Sous le bitume, la terre !
Selon nos observations et une études des plans des parkings, nous avons pu comprendre que certains terrains en pleine terre étaient intégralement couverte par du bitûme (voir zone recouverte sur le plan ci-dessous). Nous pensons que lorsqu’il y a si peu d’espace en pleine terre sur un site, il faut les préserver et en tirer tous leurs avantages.
L’intersectionnalité: une clé de lecture du territoire
La relation entre inégalités et espace urbain est une dynamique intéressante à analyser. Tout d’abord, la rue est trop souvent un lieu où les inégalités de genres et les violences sexistes s’exercent : sifflements, agressions verbales et physique, viols... Dans le quartier Villette-Quatre Chemins comme dans nombres de quartiers populaires, la rue est principalement occupée par des hommes.

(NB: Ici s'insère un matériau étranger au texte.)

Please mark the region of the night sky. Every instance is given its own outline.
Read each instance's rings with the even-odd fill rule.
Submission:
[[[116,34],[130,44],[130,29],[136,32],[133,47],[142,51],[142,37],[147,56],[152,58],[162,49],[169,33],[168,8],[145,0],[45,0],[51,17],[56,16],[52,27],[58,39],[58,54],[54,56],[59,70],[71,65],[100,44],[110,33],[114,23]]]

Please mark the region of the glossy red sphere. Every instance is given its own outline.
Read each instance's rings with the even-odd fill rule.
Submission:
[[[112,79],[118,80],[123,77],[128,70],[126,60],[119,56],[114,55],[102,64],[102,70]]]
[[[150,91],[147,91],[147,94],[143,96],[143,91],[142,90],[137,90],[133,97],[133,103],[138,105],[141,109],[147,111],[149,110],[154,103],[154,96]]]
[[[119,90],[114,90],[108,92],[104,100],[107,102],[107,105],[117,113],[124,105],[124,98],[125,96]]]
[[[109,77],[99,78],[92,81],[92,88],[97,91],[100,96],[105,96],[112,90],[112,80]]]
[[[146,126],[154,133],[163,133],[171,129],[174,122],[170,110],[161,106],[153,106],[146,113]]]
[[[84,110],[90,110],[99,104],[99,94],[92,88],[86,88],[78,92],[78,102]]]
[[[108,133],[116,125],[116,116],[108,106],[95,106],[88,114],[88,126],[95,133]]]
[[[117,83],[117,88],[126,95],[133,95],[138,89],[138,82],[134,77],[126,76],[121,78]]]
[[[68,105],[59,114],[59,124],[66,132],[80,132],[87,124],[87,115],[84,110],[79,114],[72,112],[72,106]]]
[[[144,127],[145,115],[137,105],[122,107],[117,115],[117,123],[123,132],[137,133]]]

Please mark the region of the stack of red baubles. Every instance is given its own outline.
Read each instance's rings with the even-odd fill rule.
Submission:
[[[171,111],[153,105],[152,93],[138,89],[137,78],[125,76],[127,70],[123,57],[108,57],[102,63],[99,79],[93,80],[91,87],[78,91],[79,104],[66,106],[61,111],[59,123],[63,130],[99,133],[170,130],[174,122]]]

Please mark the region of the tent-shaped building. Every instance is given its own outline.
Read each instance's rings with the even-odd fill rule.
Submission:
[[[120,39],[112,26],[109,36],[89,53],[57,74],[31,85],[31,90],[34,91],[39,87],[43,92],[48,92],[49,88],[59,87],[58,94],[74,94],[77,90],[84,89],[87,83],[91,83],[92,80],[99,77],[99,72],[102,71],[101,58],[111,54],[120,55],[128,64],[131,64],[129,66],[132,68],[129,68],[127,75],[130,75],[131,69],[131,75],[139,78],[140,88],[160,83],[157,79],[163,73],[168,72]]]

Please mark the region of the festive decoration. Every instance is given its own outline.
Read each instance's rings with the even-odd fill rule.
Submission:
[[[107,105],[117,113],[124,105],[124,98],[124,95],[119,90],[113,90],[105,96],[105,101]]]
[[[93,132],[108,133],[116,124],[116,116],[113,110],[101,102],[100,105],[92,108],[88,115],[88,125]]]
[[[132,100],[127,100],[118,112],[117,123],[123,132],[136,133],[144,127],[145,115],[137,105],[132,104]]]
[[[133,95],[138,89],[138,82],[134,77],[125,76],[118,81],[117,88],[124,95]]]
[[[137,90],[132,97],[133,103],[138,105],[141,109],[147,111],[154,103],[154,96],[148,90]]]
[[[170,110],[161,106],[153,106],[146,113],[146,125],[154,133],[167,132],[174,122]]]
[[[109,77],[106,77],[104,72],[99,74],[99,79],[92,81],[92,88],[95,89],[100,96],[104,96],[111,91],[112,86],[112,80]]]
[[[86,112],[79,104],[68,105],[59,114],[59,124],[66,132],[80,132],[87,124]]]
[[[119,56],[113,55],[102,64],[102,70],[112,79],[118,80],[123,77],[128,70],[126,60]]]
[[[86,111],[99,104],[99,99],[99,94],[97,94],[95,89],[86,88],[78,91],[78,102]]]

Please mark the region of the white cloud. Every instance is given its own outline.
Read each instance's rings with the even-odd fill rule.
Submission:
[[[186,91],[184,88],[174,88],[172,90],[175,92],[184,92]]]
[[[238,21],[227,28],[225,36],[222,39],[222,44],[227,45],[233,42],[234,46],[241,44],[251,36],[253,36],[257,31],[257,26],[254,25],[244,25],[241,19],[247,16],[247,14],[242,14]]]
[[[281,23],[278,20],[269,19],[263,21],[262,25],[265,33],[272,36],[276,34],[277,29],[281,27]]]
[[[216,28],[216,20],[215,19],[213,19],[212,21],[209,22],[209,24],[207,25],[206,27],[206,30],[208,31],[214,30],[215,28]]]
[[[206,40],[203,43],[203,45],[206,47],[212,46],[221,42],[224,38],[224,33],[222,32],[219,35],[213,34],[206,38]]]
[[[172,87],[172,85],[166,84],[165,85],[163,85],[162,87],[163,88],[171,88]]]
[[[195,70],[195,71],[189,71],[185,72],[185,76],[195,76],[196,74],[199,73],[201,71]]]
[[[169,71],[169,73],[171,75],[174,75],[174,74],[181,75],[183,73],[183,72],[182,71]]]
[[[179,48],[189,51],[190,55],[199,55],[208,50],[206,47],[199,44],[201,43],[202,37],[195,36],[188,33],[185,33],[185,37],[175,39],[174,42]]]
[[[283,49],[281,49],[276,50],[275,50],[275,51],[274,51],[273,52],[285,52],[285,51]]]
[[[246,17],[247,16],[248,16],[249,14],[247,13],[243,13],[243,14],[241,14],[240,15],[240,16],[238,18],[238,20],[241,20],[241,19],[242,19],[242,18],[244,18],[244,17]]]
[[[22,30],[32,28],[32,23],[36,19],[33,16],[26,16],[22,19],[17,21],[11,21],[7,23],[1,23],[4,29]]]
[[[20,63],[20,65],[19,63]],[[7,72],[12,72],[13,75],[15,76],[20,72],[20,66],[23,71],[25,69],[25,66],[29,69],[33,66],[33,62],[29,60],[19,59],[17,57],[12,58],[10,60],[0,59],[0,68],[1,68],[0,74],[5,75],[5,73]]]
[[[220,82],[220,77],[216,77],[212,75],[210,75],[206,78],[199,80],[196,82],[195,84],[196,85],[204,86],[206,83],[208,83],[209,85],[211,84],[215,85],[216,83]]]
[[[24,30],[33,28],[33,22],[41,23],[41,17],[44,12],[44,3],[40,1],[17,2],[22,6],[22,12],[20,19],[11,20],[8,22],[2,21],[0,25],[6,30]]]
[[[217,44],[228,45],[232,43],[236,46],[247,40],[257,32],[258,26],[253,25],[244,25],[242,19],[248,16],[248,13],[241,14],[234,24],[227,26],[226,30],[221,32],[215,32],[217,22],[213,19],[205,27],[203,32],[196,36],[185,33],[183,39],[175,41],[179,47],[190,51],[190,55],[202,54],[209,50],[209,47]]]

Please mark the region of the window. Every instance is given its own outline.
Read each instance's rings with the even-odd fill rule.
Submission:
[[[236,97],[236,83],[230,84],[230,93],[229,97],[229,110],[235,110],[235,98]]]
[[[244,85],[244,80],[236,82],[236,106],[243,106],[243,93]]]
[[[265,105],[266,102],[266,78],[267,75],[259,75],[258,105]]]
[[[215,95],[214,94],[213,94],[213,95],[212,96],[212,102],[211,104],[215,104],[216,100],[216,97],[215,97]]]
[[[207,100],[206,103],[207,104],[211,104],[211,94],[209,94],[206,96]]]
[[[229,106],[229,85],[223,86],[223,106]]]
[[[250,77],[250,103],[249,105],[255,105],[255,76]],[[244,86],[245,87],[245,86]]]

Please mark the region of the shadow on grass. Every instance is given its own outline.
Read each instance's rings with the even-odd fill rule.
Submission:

Les terrasses de café, les pieds des immeubles, les bancs publics, etc.  Mais si l’on dénonce les inégalités de genre dans l’occupation de l’espace public, il faut impérativement s’intéresser aux raisons qui poussent ces hommes à occuper ainsi la rue.
En effet, les quartiers plus privilégiés ne sont en aucun cas exemptés des inégalités de genres, elles sont peut-être simplement moins visibles dans l’espace public. Claire Hancock l’explique : 
« Si on souhaite vraiment analyser la dimension genrée des usages de l’espace public, alors il faudrait en outre poser la question des causes de l’immobilité relative des jeunes gens et des hommes de ces quartiers, assignés à l’espace de la proximité par leur situation de sous-emploi, le manque d’accès à d’autres espaces de sociabilité, et les violences auxquelles ils sont exposés hors de leur quartier. » (« La ville, les espaces publics... et les femmes »*
En effet, les personnes les plus précaires font souvent de la rue un lieu de vie et de sociabilité, par manque d’espace dans le logement pour le faire. Parfois, des situations de précarité encore plus forte les contraignent à y vivre et à y dormir.
D’autres facteurs spatiaux contribuent à un déséquilibre entre hommes et femmes. L’espace public est souvent conçu et réfléchi par des hommes et pour des hommes sans prendre en compte ces inégalités de genre. Cette conception genrée de la ville contribue à définir et à transformer les relations qui s’y déploient. Il a été prouvé que les femmes et les hommes ne se déplacent pas de la même manière en ville. Ils n’utilisent pas les mêmes lieux publics et ne sont pas exposés aux mêmes difficultés dans l’espace public.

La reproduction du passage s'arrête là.